I think you can just as well develop a first spec and iterate on than coding up a solution, important is exploration and iteration - in this specific case.


Iterating on paper in my experience never captures the full complexity that is iteratively created by the new constraints of the code as it‘s being written.


"Waterfall" was primarily a strawman that the agile salesman made up. Sure, it existed it some form but was not widely practiced.


You claim to disagreeing with OP but you seem to be describing basically the same core loop of planning and execution.

Doing OODA faster has always been the key thing to creating high quality outcomes.


No, OP literally claims "you can't spec out something you have no clue how to build"; I claim that on the contrary, you absolutely can - you don't need to know "how to build" but you need to clarify what you want to build.
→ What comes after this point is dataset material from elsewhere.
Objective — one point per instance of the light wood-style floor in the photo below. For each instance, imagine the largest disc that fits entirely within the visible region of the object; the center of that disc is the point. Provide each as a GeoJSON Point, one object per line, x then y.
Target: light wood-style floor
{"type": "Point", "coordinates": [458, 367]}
You can't ask AI to build something (and actually obtain a good "something") until you can say exactly what the said "something" is.

You iterate, yes - sometimes because the AI gets it wrong; and sometimes because you got it wrong (or didn't say exactly what you wanted, and AI assumed you wanted something else). But the less specific and clear you are in your requirements, the less likely it is you'll actually get what you want. With you not being specific in the requirements, it only really works if you want something that lots of people are building/have built before, because that will allow the AI to make correct assumptions about what to build.


>THe AI won't get the perfect system in one shot, far from it! And especially not from sloppy initial requirements that leave a lot of edge (or not-so-edge) cases unadressed. But if you have a good requirement to start with, you have a chance to correct the AI, keep it on track; you have something to go back to and ask other AI, "is this implementation conforming to the spec or did it miss things?"

This is an antiquated way of thinking. If you ramp up the number of agents you're using the auto-correcting and reviewing behavior kicks in which makes for much less human intervention until the final code review.


Yes, but what about the "spec-review"? Isn't that even more important? Is the system doing what we (and its users) need it to be doing?